Specialty subprime servicers stand to benefit as more U.S. banks offload mortgage servicing rights to avoid Basel III capital requirements on MSRs, analysts with Fitch Ratings claim in a new report.
Banks sold more than $500 billion in MSRs (unpaid principal balance) to nonbank-specialty servicers in the past year, Fitch data shows.
The takeaway from Fitch’s report: expect more of this, not less.
"The decision by many banks to reduce or exit subprime and distressed mortgage servicing in part reflects regulatory risks faced by these institutions in the migration to Basel III, where the maximum value of MSRs a bank can count toward Tier I capital is effectively 10%," wrote Fitch analysts Diane Pendley, Bill Warlick and Johann Juan.

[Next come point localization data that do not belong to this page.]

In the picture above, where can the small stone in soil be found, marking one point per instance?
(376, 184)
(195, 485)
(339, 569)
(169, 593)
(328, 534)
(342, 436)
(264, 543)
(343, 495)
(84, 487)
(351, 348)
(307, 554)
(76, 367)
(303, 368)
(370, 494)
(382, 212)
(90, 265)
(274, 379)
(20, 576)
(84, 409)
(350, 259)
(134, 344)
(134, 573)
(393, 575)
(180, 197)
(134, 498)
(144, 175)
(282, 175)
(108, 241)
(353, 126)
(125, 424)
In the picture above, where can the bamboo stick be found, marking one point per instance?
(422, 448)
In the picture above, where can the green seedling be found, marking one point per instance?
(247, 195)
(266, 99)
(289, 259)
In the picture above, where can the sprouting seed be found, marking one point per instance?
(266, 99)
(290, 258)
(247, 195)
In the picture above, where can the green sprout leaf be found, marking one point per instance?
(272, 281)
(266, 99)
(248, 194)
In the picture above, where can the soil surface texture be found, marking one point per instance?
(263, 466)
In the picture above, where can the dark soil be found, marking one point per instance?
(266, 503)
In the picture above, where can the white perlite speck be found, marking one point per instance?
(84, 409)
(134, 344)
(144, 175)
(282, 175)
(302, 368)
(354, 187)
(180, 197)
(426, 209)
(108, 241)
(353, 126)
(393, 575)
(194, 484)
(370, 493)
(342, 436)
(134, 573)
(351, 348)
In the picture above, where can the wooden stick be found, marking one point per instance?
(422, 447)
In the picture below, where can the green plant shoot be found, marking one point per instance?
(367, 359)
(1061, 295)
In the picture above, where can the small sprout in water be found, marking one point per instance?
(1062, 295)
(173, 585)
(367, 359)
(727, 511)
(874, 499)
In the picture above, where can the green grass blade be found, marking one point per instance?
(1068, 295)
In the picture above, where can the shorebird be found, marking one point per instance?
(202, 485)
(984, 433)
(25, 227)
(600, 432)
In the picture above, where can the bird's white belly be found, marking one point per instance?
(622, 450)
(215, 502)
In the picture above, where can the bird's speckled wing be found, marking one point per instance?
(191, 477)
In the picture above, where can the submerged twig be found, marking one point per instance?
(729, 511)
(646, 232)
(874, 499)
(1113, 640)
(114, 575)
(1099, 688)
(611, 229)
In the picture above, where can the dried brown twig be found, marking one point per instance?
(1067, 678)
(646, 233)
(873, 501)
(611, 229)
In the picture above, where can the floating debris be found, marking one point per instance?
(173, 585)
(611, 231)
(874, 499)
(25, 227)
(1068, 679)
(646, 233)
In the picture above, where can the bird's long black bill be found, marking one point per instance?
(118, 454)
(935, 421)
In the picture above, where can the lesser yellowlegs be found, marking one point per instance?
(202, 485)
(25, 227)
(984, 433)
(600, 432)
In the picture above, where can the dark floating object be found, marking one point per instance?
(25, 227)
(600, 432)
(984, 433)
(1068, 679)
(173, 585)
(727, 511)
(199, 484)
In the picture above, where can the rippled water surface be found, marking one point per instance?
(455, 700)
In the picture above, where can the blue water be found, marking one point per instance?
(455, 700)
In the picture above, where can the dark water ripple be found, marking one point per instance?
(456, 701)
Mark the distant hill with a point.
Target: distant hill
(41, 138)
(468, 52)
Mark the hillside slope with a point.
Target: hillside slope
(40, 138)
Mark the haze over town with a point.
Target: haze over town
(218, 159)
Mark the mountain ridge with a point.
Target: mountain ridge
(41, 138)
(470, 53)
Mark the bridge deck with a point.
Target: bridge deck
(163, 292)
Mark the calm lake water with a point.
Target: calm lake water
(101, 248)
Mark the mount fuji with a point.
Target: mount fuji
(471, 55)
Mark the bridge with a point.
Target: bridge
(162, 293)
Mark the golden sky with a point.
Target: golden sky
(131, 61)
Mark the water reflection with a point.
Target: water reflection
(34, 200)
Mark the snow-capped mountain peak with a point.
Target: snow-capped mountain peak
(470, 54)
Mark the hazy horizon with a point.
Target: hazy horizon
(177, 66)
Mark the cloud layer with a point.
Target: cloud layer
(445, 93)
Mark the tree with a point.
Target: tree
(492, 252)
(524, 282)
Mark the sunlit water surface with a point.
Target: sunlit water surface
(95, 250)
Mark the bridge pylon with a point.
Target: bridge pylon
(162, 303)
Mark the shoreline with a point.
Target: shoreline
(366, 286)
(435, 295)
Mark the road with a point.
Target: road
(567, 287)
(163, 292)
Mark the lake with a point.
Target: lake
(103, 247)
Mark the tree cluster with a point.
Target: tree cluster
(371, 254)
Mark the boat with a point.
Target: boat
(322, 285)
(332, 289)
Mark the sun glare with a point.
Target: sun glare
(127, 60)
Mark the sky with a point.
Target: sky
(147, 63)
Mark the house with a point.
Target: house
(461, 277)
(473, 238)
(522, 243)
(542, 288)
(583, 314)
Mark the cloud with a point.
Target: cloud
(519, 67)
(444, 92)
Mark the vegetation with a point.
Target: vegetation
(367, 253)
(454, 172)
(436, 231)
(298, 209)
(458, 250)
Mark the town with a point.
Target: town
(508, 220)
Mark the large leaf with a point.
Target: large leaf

"As a consequence, banks approaching the thresholds will likely reduce their servicing assets to take into account the deduction from capital."

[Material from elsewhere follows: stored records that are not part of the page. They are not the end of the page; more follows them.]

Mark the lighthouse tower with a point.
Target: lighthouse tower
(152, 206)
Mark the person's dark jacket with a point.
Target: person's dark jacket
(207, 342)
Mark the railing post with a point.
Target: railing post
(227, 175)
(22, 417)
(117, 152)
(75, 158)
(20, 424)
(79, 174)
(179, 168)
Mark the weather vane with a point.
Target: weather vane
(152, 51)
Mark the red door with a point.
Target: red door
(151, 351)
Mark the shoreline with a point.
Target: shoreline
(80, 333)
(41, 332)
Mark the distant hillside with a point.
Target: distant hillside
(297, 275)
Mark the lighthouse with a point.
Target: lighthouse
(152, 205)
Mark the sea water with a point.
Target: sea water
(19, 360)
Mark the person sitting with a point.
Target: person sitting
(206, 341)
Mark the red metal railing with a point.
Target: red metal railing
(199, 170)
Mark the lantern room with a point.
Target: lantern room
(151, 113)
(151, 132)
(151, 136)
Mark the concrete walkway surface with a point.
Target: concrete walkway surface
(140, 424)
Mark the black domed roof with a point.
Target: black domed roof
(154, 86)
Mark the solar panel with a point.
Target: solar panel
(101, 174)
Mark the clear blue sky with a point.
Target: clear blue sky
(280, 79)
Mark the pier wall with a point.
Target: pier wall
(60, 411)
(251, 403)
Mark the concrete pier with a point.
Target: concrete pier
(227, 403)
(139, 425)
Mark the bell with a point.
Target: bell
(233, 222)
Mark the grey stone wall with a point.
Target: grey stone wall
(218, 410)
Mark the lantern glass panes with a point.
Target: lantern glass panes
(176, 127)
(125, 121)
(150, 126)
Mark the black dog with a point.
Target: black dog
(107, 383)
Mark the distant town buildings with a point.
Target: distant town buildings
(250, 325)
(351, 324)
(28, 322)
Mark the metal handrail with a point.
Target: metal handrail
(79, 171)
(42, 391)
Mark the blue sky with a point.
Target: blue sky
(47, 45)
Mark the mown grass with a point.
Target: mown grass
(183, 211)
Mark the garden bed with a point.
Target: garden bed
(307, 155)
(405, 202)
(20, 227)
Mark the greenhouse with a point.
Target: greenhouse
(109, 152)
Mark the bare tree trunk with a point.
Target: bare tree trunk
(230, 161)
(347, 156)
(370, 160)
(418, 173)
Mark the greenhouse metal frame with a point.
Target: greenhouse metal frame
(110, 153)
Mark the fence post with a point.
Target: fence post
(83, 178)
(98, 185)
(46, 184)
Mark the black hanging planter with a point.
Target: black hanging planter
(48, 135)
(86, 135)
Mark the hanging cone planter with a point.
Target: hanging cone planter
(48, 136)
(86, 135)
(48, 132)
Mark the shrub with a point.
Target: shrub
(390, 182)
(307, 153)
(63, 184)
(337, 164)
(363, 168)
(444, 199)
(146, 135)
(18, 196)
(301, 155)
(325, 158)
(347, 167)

As these MSR opportunities become available, nonbank servicers are likely to pick up the slack, growing their servicing portfolios. But with fewer subprime loans originated after 2007, the pipeline is expected to eventually recede.
When that happens, larger subprime servicers may focus on originations to ride out the housing recovery, Fitch suggested.
Still, bulk MSR transfers remain a risk.
The Consumer Financial Protection Bureau is watching bulk transfers closely to ensure accurate boarding and compliance.
"In high stress, low probability scenarios used to analyze the ratings of high investment-grade structured finance bonds, a potential large portfolio transfer of servicing may have negative rating implications for these bonds," Fitch noted.